Points are transformed using the following steps in PCA:

**Mean Centering:**Subtract the mean of each dimension from the corresponding data points. This ensures that the transformed points are centred around the origin.**Multiply by Eigenvectors:**Multiply the mean-centred data points by the eigenvectors obtained from the eigendecomposition of the covariance matrix. This step projects the data onto a new set of axes defined by the eigenvectors.

The transformed points represent the original data in a new coordinate system where the dimensions are aligned with the directions of maximum variance. This helps in reducing the dimensionality of the data while preserving its essential features.
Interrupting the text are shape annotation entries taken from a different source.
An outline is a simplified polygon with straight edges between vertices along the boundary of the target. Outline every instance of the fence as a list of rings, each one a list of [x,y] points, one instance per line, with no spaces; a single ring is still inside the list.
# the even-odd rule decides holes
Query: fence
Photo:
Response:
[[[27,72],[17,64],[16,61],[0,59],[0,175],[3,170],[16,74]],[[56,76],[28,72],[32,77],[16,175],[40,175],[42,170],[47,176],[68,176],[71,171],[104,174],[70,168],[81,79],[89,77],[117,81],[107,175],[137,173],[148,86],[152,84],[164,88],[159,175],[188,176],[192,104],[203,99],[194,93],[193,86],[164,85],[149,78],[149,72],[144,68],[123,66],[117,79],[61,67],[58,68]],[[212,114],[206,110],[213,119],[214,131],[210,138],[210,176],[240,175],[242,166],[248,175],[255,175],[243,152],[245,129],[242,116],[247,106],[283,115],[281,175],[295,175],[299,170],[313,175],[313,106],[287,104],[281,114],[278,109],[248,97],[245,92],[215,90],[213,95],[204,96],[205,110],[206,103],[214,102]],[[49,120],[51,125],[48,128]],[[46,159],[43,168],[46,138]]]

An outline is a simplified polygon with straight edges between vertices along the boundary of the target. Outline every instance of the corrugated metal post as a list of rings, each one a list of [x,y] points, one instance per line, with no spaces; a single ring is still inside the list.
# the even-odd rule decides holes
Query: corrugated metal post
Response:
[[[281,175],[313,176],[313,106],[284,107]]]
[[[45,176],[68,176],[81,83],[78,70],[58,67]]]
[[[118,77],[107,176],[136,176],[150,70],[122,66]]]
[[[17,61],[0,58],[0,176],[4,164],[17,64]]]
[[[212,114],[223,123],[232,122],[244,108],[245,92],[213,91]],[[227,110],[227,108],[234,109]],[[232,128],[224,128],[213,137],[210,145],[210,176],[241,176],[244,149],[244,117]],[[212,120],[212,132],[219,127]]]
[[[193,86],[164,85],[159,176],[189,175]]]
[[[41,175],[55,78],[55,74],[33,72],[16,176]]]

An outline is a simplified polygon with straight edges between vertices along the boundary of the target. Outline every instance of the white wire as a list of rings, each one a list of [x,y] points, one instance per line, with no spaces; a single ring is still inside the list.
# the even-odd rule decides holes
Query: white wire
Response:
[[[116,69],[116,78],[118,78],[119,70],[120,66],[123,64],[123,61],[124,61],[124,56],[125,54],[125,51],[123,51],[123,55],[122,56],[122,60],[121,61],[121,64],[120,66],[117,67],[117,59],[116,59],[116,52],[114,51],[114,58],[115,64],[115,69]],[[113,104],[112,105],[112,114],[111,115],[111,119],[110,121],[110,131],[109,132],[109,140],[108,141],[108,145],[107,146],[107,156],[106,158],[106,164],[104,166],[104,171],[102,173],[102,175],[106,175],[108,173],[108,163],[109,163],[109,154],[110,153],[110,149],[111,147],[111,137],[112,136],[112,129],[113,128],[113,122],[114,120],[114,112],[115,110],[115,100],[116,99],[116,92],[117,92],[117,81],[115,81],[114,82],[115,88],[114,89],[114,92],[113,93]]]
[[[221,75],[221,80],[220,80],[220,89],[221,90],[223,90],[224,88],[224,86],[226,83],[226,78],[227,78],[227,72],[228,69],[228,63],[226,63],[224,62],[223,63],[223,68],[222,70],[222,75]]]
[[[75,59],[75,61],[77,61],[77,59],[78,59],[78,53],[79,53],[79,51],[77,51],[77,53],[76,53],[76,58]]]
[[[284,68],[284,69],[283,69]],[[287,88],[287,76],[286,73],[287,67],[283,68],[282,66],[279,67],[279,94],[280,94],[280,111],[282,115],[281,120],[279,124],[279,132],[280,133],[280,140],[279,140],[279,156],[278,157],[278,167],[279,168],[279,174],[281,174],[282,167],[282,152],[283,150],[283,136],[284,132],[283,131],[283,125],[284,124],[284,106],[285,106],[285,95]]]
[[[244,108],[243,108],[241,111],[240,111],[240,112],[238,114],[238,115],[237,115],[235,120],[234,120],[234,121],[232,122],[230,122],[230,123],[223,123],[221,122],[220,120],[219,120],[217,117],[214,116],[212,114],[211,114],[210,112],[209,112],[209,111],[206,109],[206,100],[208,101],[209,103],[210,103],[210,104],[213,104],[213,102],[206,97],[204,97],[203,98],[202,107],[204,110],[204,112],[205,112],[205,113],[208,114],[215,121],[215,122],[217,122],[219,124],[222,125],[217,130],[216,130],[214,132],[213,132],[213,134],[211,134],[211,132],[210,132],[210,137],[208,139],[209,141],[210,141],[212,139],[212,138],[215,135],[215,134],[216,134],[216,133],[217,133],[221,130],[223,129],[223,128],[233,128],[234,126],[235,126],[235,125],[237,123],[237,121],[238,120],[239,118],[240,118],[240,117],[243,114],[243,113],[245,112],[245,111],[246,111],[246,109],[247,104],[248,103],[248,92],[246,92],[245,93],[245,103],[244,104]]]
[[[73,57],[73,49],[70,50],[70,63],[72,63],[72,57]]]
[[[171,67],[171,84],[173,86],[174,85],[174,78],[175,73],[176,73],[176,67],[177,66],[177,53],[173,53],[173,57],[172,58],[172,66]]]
This Python code demonstrates the application of Principal Component Analysis (PCA) on a synthetic dataset using the NumPy, Pandas, and Plotly libraries. Here is a step-by-step explanation of the code:

### Step 1: Generate Synthetic Dataset

- Two classes are created, each with three features (‘feature1’, ‘feature2’, ‘feature3’).

```
import numpy as np
import pandas as pd
np.random.seed(23)
mu_vec1 = np.array([0,0,0])
cov_mat1 = np.array([[1,0,0],[0,1,0],[0,0,1]])
class1_sample = np.random.multivariate_normal(mu_vec1, cov_mat1, 20)
df = pd.DataFrame(class1_sample,columns=['feature1','feature2','feature3'])
df['target'] = 1
mu_vec2 = np.array([1,1,1])
cov_mat2 = np.array([[1,0,0],[0,1,0],[0,0,1]])
class2_sample = np.random.multivariate_normal(mu_vec2, cov_mat2, 20)
df1 = pd.DataFrame(class2_sample,columns=['feature1','feature2','feature3'])
df1['target'] = 0
df = df.append(df1,ignore_index=True)
df = df.sample(40)
```

- The dataset is combined into a Pandas DataFrame and visualized using a 3D scatter plot.

```
import plotly.express as px
#y_train_trf = y_train.astype(str)
fig = px.scatter_3d(df, x=df['feature1'], y=df['feature2'], z=df['feature3'],
color=df['target'].astype('str'))
fig.update_traces(marker=dict(size=12,
line=dict(width=2,
color='DarkSlateGrey')),
selector=dict(mode='markers'))
fig.show()
```

### Step 2: Standardize the Data

- Standard scaling is applied to the features to ensure they have zero mean and unit variance.

```
from sklearn.preprocessing import StandardScaler
scaler = StandardScaler()
df.iloc[:, 0:3] = scaler.fit_transform(df.iloc[:, 0:3])
```

### Step 3: Calculate Covariance Matrix

- The covariance matrix is computed for the standardized features.

```
covariance_matrix = np.cov([df.iloc[:, 0], df.iloc[:, 1], df.iloc[:, 2]])
print('Covariance Matrix:\n', covariance_matrix)
```

### Step 4: Perform Eigendecomposition

- Eigenvalues and eigenvectors are obtained from the covariance matrix.

```
eigen_values, eigen_vectors = np.linalg.eig(covariance_matrix)
print('Eigenvalues:\n', eigen_values)
print('Eigenvectors:\n', eigen_vectors)
```

### Step 5: Visualization of Eigenvectors

- The eigenvectors are visualized in a 3D plot along with the original dataset.

```
fig = plt.figure(figsize=(7, 7))
ax = fig.add_subplot(111, projection='3d')
# Visualization code for eigenvectors and data points
plt.show()
```

### Step 6: Project Data onto Principal Components

- The data is projected onto the first two principal components.

```
pc = eigen_vectors[0:2]
transformed_df = np.dot(df.iloc[:, 0:3], pc.T)
new_df = pd.DataFrame(transformed_df, columns=['PC1', 'PC2'])
new_df['target'] = df['target'].values
```

### Step 7: Visualize Transformed Data

- The transformed data is visualized in a 2D scatter plot.

```
new_df['target'] = new_df['target'].astype('str')
fig = px.scatter(x=new_df['PC1'], y=new_df['PC2'], color=new_df['target'], color_discrete_sequence=px.colors.qualitative.G10)
fig.update_traces(marker=dict(size=12, line=dict(width=2, color='DarkSlateGrey')), selector=dict(mode='markers'))
fig.show()
```

This code showcases the key steps of PCA, including standardization, covariance matrix computation, eigendecomposition, and data transformation for dimensionality reduction. The resulting 2D scatter plot illustrates the separation of classes along the principal components.